Hospitals and GP surgeries are currently relying on short-term temporary staff to fill vacancies, and Post COVID-19 waiting lists have increased with need for more staff to bring them down.  

This need was underlined at Chester Medical School’s recent stakeholder event – Medical Education and Training in a Post-pandemic World. Professor Andrew Goddard, President of Royal College of Physicians of London, stated that the UK needed to double the number of medical students in order to meet the demand for more doctors. At the meeting, Professor Simon Constable, Chief Executive of Warrington and Halton NHS Foundation Trust, also outlined the particular difficulties in recruitment and retention of doctors in the region.  

RS19349_Prof. J Alcolado-12-scr.jpg

Professor John Alcolado
Professor John Alcolado

Describing the exciting vision for Chester Medical School to train the doctors our communities need for the future, Professor John Alcolado, Executive Dean of the Faculty of Medicine and Life Sciences, said: “Chester Medical School will be firmly rooted in the local community, aiming to train people locally to stay and work locally.  

“Our graduates will be noted for their kindness, scientific knowledge, practical skills, and competency. They will be fit for purpose, meeting the expectations of the public and employers, patient-centred, and innovative, equipped to make full use of emerging technologies. ​  

“The medical school will be built on the strong founding principles and ethos of the University of Chester, which include service to the community, compassion, and the education and training of those with a vocation, including teachers and healthcare professionals.”   

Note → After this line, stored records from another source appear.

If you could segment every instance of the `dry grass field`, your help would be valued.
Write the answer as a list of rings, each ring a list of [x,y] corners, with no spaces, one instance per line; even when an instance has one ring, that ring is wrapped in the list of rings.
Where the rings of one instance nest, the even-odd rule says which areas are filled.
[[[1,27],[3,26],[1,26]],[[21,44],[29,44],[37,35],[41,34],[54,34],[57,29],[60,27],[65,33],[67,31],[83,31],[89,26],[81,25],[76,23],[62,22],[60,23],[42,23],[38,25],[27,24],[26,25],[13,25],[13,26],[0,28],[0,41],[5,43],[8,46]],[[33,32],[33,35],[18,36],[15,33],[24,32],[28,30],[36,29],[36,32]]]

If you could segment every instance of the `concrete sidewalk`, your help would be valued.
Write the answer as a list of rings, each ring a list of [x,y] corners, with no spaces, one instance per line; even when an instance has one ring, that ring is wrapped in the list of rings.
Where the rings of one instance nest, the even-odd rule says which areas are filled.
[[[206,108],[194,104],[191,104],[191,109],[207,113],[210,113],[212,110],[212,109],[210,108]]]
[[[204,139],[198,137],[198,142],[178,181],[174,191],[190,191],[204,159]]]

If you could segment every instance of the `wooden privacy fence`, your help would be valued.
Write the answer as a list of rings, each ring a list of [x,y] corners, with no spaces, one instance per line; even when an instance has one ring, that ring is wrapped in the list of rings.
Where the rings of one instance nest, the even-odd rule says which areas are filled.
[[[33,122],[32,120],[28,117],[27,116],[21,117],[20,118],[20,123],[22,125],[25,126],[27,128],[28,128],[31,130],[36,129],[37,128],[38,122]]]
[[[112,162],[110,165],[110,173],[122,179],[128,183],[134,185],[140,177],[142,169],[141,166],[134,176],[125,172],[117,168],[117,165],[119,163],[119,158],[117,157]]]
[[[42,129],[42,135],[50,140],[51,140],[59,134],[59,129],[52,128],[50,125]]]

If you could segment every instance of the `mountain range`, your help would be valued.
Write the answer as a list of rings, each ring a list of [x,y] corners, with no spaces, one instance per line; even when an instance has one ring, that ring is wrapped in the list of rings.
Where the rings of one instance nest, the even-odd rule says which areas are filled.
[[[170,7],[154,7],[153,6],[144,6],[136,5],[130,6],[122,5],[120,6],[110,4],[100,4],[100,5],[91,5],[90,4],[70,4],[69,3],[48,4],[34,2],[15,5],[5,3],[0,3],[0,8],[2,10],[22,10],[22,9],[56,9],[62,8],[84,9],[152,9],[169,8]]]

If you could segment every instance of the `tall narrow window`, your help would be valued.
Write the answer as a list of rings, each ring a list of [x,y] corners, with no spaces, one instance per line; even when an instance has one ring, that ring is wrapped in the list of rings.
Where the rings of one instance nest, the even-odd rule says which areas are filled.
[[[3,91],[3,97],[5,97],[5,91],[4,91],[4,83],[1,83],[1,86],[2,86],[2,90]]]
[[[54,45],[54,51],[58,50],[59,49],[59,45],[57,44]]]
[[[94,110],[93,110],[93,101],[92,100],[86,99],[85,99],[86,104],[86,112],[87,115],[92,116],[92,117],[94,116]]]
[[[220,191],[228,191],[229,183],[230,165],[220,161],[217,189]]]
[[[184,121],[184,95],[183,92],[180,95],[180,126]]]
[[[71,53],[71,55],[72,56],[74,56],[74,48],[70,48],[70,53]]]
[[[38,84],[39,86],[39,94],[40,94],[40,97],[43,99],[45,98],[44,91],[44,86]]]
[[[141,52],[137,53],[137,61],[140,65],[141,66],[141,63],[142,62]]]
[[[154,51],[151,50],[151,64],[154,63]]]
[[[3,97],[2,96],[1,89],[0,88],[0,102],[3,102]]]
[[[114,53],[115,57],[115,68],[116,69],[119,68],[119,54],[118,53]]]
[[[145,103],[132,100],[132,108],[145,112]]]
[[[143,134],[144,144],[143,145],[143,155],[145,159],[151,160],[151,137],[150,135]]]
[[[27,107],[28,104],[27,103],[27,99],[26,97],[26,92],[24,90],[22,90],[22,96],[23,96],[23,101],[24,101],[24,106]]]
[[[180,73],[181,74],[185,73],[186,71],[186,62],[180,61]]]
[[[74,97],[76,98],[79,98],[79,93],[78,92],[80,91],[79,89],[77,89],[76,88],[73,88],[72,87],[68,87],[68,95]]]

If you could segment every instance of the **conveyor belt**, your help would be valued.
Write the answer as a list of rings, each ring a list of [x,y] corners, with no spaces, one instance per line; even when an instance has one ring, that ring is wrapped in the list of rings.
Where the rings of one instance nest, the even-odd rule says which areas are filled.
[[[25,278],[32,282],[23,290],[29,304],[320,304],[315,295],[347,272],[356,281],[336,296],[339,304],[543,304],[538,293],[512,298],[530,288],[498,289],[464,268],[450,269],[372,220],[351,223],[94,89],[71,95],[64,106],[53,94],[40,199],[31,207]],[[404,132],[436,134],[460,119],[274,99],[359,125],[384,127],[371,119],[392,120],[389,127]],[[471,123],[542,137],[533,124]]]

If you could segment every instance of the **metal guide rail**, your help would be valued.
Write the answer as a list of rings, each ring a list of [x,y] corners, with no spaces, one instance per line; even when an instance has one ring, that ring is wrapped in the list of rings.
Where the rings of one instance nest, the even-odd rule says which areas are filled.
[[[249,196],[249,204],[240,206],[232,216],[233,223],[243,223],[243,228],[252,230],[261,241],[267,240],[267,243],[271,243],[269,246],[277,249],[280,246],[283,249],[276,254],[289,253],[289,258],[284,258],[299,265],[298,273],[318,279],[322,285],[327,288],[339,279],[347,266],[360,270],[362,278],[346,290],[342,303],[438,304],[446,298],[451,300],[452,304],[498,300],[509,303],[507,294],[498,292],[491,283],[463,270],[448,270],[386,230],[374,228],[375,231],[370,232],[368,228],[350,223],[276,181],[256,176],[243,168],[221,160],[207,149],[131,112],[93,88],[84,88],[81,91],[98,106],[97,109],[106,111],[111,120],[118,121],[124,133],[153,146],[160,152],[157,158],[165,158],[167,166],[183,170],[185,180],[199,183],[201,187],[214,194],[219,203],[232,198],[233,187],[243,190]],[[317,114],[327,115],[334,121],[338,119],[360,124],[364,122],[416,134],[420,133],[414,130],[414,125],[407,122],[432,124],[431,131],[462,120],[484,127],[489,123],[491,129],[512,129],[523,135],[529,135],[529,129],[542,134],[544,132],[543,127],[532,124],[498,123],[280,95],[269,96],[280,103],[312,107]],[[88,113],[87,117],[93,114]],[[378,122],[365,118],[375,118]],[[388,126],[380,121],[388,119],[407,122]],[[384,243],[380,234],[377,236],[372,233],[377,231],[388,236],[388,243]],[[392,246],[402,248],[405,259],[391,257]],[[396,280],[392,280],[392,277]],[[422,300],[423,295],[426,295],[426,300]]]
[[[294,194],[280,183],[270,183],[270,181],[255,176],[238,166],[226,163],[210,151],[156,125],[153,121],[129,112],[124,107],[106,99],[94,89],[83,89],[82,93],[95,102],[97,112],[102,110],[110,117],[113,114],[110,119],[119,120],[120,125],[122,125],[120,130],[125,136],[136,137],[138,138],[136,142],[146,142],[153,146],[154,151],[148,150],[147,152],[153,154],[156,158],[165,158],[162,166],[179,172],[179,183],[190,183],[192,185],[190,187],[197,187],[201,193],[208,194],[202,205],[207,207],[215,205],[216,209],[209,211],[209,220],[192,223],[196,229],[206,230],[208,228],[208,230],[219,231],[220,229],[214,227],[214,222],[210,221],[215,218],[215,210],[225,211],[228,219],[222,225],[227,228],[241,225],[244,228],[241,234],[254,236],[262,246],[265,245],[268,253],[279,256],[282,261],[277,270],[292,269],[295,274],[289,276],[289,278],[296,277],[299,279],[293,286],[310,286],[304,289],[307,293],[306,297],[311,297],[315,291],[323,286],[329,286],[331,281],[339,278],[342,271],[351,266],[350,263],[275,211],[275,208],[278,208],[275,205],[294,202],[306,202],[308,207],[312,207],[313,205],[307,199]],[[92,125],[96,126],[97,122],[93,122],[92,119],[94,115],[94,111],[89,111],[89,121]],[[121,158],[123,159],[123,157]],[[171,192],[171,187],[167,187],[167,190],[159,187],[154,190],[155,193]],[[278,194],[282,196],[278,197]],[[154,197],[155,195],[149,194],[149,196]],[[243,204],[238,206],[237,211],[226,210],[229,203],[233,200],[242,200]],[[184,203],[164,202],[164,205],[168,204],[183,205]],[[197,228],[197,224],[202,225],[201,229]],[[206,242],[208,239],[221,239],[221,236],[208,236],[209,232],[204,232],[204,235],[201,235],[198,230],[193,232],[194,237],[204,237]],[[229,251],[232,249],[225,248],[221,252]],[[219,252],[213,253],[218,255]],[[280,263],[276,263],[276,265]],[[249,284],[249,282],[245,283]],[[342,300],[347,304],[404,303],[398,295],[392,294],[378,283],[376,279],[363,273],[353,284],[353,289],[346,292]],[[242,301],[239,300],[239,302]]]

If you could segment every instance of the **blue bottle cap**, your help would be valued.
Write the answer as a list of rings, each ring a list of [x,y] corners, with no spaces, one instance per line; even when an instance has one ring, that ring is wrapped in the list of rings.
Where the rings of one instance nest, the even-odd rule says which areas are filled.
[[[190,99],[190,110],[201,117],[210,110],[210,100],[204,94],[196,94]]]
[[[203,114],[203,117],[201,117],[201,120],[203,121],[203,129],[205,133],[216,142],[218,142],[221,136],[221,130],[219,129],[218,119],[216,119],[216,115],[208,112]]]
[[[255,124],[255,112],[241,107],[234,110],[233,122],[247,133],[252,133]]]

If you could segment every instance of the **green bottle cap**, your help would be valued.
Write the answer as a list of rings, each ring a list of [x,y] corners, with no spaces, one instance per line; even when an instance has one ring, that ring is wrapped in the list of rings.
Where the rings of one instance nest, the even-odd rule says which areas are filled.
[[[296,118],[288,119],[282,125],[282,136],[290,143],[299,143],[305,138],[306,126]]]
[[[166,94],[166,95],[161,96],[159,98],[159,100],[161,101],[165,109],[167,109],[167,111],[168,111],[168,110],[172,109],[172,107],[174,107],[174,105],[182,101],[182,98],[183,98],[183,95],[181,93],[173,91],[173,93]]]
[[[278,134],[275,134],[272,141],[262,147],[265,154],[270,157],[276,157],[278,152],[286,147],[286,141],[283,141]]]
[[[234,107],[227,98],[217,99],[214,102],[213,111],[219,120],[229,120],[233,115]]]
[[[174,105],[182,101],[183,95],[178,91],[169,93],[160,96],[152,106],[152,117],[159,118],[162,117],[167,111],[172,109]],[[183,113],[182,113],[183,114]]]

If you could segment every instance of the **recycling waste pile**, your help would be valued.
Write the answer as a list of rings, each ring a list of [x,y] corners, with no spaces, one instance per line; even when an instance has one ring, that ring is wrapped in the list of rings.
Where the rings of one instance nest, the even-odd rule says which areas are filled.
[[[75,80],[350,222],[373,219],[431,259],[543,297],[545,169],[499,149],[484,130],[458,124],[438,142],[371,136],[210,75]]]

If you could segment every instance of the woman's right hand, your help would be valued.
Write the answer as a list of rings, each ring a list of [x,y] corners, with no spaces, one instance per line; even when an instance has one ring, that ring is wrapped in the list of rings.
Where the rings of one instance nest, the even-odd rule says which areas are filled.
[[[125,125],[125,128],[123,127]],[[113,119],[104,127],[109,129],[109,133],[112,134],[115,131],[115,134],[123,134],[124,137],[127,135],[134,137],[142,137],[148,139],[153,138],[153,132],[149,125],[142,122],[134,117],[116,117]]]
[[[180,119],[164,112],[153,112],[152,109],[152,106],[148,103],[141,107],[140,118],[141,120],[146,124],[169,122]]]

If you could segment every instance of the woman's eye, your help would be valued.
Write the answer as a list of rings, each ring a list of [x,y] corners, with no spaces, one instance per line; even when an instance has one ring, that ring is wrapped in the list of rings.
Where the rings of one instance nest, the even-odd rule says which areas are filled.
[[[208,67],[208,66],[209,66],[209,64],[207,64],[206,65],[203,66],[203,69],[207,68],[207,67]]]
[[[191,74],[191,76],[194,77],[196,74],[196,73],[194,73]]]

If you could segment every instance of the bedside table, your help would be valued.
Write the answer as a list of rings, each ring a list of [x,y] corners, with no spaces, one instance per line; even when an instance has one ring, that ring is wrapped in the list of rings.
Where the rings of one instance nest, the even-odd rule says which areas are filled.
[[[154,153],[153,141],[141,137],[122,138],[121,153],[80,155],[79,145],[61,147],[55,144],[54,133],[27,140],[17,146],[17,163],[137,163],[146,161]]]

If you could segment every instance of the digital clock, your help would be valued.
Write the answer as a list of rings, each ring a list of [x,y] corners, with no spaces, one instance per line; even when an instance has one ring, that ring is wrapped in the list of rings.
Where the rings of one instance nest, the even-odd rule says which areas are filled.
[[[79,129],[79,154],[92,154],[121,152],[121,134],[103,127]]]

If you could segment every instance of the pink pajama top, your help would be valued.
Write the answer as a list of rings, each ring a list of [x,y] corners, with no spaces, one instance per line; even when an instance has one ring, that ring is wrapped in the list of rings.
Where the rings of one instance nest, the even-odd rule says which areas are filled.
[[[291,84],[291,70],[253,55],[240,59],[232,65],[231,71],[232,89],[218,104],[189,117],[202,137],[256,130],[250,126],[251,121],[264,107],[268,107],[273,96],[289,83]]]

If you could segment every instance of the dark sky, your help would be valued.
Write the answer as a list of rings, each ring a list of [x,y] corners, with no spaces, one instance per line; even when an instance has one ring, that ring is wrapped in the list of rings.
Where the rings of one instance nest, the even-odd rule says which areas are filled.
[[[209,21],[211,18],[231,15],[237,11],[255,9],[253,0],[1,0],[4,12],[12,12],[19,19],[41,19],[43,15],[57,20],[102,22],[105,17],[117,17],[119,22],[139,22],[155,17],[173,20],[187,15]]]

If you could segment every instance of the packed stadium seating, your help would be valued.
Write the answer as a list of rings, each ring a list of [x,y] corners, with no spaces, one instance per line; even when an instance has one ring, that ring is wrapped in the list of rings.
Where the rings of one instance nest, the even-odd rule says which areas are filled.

Student doctors at Chester will follow a four-year graduate-entry programme, based on the highly successful Warwick Medical School course, with which Chester has been working for many years.   

Professor Sudhesh Kumar OBE, Dean of Warwick Medical School, said: “We are absolutely delighted to see our partnership with the University of Chester to establish a new medical school in Chester come to fruition at long last. This success owes thanks to the skill and determination of colleagues at both universities who brought our shared vision into being, and is a testament to our institutions’ commitment to excellence in the training of tomorrow’s doctors.  

 “As we face some of the biggest public health challenges of recent times, our communities are relying on highly competent, motivated and, above-all, compassionate doctors to support their health and wellbeing. We take great pride in the knowledge that a new cohort of aspiring medics will experience the opportunities and benefits of the world-class medical curriculum developed by expertise at Warwick Medical School, and that even more patients are set to benefit from it.” 

After satisfying the GMC, which oversees the training of doctors in the UK, that the University meets the rigorous requirements for training doctors, it is now awaiting an announcement from the Government that it will fund the additional medical student placements. It costs around £200,000 over four years to train each medical student.